Compatible with many other projects

  • Standard documentation system for many projects

  • Used in recent CodeRefinery lessons, for example

Minipres

Redirect to HTTPS

  • ReadTheDocs doesn’t natively do this for external domains

  • Done via Javascript

  • Can anyone improve?

Other output formats

  • Sphinx can output to PDF, single-page HTML, epub, manual pages, and more.

  • Can anyone think of a use for this?

Substitution extension

sphinx-gitstamp

Open questions

Pull requests or not?

  • When should we use pull requests? When should we push directly?

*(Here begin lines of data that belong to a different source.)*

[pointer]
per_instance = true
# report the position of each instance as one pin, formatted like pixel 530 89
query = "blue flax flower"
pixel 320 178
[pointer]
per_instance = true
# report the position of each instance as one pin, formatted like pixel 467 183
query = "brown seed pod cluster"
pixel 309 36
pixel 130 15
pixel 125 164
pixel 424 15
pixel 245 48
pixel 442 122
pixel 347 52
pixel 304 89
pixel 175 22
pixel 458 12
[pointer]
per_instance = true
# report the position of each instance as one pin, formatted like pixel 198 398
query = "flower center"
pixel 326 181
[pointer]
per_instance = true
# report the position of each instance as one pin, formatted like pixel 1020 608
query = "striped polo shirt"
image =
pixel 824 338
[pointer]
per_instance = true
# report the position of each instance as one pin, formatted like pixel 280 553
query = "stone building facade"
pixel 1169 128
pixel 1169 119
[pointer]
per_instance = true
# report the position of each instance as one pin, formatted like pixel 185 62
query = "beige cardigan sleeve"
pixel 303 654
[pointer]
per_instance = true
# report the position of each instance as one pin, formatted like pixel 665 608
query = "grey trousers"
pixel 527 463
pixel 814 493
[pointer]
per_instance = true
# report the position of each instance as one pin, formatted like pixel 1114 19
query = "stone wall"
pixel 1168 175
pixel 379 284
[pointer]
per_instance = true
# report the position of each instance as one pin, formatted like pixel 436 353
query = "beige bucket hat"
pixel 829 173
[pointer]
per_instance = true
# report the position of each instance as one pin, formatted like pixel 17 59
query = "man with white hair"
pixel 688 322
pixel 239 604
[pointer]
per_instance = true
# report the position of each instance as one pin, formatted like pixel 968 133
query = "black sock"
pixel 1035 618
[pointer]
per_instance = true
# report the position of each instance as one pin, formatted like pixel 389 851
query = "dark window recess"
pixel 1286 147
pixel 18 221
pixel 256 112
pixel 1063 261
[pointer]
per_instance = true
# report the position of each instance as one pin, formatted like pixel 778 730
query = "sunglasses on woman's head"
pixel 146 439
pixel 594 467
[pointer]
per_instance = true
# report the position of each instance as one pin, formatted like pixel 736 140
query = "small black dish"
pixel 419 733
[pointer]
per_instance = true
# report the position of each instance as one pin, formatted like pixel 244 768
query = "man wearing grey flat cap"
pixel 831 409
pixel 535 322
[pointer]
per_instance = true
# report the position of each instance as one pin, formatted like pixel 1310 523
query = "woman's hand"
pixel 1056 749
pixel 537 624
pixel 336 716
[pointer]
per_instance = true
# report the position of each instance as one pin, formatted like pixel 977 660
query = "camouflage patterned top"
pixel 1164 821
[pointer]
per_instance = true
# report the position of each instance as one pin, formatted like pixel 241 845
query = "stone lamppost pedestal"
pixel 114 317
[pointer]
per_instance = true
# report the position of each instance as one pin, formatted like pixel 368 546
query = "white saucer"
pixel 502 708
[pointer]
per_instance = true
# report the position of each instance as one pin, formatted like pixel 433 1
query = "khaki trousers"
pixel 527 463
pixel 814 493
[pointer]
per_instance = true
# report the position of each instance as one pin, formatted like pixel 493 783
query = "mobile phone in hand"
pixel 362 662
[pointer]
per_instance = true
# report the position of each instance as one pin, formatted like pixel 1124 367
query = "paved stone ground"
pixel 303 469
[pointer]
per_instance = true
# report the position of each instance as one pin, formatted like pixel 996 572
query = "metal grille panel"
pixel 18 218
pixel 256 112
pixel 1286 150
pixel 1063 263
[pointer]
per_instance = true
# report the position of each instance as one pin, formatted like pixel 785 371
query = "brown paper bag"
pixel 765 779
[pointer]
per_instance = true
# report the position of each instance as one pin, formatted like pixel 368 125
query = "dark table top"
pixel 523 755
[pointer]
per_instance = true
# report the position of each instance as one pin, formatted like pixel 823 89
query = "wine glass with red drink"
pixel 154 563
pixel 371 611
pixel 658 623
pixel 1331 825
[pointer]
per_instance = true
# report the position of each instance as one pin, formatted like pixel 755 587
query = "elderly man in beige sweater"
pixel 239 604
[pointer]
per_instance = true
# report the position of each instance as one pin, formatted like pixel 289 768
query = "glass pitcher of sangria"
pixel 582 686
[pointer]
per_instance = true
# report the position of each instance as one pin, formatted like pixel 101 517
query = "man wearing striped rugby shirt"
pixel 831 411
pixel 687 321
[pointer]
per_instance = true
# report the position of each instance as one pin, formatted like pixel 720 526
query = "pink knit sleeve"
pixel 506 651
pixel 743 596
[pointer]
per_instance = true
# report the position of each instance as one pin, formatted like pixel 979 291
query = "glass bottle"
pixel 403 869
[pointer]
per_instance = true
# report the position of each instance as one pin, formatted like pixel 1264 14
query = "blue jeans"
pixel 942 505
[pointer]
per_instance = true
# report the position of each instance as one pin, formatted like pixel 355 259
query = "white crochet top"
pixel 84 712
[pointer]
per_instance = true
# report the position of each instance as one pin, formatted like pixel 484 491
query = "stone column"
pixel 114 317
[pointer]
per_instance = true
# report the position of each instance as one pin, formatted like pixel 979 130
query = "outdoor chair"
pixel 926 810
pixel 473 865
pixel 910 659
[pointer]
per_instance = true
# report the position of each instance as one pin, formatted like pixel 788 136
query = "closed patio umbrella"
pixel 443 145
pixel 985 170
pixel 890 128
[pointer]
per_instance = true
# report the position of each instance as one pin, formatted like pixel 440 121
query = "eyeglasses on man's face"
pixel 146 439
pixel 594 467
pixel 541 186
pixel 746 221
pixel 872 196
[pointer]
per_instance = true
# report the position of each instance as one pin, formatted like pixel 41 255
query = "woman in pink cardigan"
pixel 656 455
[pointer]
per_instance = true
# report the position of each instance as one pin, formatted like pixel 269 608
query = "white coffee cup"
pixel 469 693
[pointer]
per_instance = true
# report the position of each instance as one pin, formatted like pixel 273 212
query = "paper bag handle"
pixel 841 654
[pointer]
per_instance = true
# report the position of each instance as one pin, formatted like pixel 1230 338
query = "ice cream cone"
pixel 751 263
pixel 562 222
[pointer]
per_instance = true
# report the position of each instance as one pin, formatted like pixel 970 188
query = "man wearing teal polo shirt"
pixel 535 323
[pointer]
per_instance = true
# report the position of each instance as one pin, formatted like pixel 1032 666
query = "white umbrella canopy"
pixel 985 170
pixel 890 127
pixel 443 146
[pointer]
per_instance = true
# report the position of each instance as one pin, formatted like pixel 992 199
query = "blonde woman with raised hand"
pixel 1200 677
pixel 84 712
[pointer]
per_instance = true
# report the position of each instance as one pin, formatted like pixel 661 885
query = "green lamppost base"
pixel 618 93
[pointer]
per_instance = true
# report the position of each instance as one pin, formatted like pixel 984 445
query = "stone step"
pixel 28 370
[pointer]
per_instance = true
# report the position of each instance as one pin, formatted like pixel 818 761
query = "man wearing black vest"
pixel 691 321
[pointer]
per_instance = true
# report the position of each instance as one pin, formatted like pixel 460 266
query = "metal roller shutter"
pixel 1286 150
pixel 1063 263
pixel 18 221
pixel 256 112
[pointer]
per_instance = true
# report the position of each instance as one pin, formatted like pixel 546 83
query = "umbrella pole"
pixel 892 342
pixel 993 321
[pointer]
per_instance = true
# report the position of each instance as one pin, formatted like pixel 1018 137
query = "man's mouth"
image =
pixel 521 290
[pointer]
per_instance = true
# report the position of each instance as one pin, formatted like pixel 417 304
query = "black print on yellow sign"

  • In practice both are fine, up to you to decide what you want

  • rkdarst believes that, if you aren’t sure, push directly and ask for review.

Sharing with other sites

  • We had this long-term plan to build scicomp.aalto.fi so that other sites could share our HPC tutorials and customize them to their sites.

  • sphinx_ext_substitution (written by rkdarst) could make this easier

  • This has not yet been done, and by now scicomp-docs is so complex I’m not sure if that if it is a reasonable thing to do.

Others at Aalto can use scicomp.aalto.fi

  • Should we encourage others to join our project here?

Testable docs

  • Our dream would be to make examples in a testable form, where one can automatically run them all and find errors.

  • For example, this python-openmp example includes everything needed to submit and run the file.

  • Can this be automatically tested? A bit too complex for the typical doctest.

Integrated HPC-examples

Don’t use ReadTheDocs anymore?

  • Github Actions + GitHub Pages or other hosting sites would work instead of ReadTheDocs now.

How can we keep things up to date?

  • Requires continuous work, like any docs.

  • What should the threshold be for removing old material?

  • We now have a last updated time at the top.

  • We clearly need to think about this more.

Visitor stats

  • ReadTheDocs provides limited stats based on web server logs.

  • rkdarst is against detailed web tracking.

  • Can we find a way to get both?.

  • 2022 update: we have Plausible analytics which is sufficiently anonymous.

Building a community

  • How can we get more people to contribute?